At Step 1, the court concluded that the plaintiffs carried their burden to show potentially anticompetitive effects.  At Step 2, the court found that the defendants successfully showed that the NCAA’s rules had procompetitive effects.  See In re NCAA Athletic Grant-in-Aid Cap Antitrust Litig., 958 F.3d 1239, 1260 (9th Cir. 2020)).

But things went wrong at Step 3.  Instead of shifting the burden back to the plaintiffs to prove that a substantially less restrictive, but equally effective, alternative to the NCAA’s rules existed, the court required the defendants to show that each one of the NCAA’s rules was the least restrictive rule available.  See, e.g., id. at 1259, 1261 (“[T]he NCAA presented no evidence that demand will suffer if schools are free to reimburse education-related expenses”), 1262 (“The NCAA fails to explain why the cumulative evidence . . . was insufficient.”).
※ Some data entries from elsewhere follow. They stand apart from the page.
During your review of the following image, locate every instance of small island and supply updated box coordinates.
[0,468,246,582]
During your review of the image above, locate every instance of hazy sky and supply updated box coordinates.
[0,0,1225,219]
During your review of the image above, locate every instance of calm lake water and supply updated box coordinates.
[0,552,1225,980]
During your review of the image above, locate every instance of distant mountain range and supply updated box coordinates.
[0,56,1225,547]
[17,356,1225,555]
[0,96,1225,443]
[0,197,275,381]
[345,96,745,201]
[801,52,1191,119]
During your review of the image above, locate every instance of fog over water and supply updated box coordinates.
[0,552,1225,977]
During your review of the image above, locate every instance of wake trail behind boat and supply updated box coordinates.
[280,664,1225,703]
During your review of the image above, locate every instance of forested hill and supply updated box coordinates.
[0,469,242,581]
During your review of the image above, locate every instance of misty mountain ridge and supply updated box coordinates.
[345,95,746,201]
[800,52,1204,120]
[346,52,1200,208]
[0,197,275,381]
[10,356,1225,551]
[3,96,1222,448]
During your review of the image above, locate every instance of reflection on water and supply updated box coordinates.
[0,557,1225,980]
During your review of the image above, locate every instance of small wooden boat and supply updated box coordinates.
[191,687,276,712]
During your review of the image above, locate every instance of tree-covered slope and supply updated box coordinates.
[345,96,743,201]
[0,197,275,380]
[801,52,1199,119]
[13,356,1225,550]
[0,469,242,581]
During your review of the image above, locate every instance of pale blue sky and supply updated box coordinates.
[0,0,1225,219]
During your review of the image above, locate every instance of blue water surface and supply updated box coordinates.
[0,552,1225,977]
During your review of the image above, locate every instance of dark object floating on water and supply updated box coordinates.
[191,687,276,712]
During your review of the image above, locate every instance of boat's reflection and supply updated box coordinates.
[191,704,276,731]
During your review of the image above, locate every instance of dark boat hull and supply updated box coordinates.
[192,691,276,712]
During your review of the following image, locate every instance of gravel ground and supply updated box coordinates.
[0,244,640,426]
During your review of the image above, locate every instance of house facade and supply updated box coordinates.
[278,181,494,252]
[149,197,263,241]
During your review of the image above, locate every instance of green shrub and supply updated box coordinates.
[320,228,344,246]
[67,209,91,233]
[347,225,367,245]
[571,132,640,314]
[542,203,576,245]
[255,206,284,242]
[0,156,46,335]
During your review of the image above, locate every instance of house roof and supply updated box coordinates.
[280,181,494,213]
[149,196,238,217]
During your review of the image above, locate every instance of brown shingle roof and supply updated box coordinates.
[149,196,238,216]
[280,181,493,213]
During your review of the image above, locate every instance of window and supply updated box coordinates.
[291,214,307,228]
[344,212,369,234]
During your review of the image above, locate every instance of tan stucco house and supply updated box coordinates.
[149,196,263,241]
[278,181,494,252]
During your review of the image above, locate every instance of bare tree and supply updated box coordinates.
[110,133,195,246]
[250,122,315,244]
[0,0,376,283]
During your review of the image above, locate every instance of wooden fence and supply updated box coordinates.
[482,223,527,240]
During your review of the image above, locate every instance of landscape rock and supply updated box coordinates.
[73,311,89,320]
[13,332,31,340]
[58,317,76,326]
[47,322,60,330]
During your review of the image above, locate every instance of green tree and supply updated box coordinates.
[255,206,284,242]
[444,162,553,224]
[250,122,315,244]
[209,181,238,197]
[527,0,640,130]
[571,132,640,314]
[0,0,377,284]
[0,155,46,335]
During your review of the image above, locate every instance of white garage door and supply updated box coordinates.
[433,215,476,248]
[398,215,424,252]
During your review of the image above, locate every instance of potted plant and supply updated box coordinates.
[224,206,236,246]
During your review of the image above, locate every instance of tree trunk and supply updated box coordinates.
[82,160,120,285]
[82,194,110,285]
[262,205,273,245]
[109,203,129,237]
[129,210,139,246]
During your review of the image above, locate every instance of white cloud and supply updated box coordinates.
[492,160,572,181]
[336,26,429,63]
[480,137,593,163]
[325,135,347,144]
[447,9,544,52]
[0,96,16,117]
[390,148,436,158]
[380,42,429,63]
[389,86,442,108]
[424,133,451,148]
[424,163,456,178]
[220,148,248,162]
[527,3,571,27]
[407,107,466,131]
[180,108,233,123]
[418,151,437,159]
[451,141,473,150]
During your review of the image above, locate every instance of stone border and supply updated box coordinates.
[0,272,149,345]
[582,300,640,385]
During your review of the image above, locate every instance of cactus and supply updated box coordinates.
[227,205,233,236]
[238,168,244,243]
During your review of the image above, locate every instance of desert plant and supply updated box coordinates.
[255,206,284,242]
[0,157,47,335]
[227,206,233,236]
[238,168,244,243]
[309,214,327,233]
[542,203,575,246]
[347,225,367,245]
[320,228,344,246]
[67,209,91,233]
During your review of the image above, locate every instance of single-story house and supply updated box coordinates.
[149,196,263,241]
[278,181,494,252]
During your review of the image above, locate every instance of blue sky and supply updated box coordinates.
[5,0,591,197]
The court proceeded to propose hypothetical revisions to certain of the NCAA’s rules to make them less restrictive and found that the hypothetical rules, such as “uncapping certain education-related benefits” and permitting conferences to set individual limits on education-related benefits, would be “virtually as effective as the challenged rules.”  Id. at 1252, 1260–61.  By evaluating each of the NCAA’s rules separately and holding that each rule must be necessary to achieve the proposed procompetitive objectives, the Ninth Circuit in effect required the defendants to show that they had adopted the most procompetitive—or the least restrictive—version possible of the challenged restraints.  See id. at 1259, 1264.  Having thus changed the Rule of Reason standard in the plaintiffs’ favor, the Ninth Circuit ruled for the plaintiffs.  Id. at 1263.

Why is this a problem?

If the burden falls to the defendants to prove that, even if their conduct has procompetitive benefits (as in Alston), a hypothetically more competitive version is not possible, then it is difficult to imagine any joint venture or competitor collaboration surviving a legal challenge.  As long as a creative plaintiff’s attorney or district judge can imagine a less restrictive version of the defendant’s conduct, then the plaintiffs can use the courts to regulate and modify—and potentially collect treble damages from—any routine business conduct.
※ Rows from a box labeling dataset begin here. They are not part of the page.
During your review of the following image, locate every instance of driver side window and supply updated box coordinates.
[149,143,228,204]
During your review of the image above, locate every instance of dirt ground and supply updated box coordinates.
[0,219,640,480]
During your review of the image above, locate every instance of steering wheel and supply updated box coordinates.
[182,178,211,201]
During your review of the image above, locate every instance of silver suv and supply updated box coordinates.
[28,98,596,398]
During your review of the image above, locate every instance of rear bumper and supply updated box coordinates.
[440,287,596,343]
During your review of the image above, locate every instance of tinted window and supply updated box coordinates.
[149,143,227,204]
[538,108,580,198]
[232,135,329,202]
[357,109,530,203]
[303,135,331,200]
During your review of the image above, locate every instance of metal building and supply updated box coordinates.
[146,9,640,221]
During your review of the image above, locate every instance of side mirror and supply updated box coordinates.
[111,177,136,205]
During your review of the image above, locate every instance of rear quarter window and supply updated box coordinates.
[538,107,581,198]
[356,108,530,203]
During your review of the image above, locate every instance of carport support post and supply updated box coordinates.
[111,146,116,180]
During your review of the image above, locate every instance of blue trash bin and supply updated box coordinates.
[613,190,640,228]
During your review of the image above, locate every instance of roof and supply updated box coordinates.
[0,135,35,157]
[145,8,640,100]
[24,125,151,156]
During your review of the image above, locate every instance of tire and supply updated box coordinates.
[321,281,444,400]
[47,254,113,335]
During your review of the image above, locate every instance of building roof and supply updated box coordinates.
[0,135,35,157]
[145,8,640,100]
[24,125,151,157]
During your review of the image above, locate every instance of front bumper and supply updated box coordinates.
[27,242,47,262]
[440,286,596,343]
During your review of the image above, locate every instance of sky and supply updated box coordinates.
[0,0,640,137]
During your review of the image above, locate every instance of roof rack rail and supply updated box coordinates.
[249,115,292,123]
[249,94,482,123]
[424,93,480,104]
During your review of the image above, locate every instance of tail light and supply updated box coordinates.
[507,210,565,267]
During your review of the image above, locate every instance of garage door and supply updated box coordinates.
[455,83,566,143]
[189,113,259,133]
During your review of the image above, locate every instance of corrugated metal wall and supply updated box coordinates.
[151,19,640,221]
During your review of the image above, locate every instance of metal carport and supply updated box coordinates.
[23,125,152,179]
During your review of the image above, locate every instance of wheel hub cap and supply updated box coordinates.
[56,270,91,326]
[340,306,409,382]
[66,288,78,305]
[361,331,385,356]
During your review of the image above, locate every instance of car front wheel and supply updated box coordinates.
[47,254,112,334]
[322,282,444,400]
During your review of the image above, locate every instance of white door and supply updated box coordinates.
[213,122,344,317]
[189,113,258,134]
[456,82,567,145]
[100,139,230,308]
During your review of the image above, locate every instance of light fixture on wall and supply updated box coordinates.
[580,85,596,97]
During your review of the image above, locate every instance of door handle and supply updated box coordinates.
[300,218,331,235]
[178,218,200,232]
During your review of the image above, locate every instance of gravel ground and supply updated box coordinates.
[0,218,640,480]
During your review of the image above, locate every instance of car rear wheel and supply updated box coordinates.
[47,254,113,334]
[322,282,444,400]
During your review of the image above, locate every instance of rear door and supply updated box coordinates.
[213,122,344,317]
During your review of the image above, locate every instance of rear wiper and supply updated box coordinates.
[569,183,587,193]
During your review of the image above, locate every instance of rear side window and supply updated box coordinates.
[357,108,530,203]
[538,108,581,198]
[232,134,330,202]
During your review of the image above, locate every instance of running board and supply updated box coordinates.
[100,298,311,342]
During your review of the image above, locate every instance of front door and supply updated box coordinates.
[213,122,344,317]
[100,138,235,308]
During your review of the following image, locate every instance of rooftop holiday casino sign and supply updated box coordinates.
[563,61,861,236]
As a result, the Ninth Circuit’s decision has sweeping implications for antitrust enforcement and may call into question collaborations and joint ventures across a host of industries including healthcare, pharmaceutical development, information technology, consumer electronics, and manufacturing.  And the potential exposure to treble damages or injunctive relief for such conduct is likely to chill otherwise procompetitive arrangements, contradicting what was once understood to be the goal of the antitrust laws:  promoting competition.

Following oral argument this week, the Supreme Court has an opportunity to prevent this dangerous outcome for competition and innovation.  The Supreme Court should reverse the Ninth Circuit’s ruling in Alston and remand with instructions to dismiss the plaintiffs’ complaint.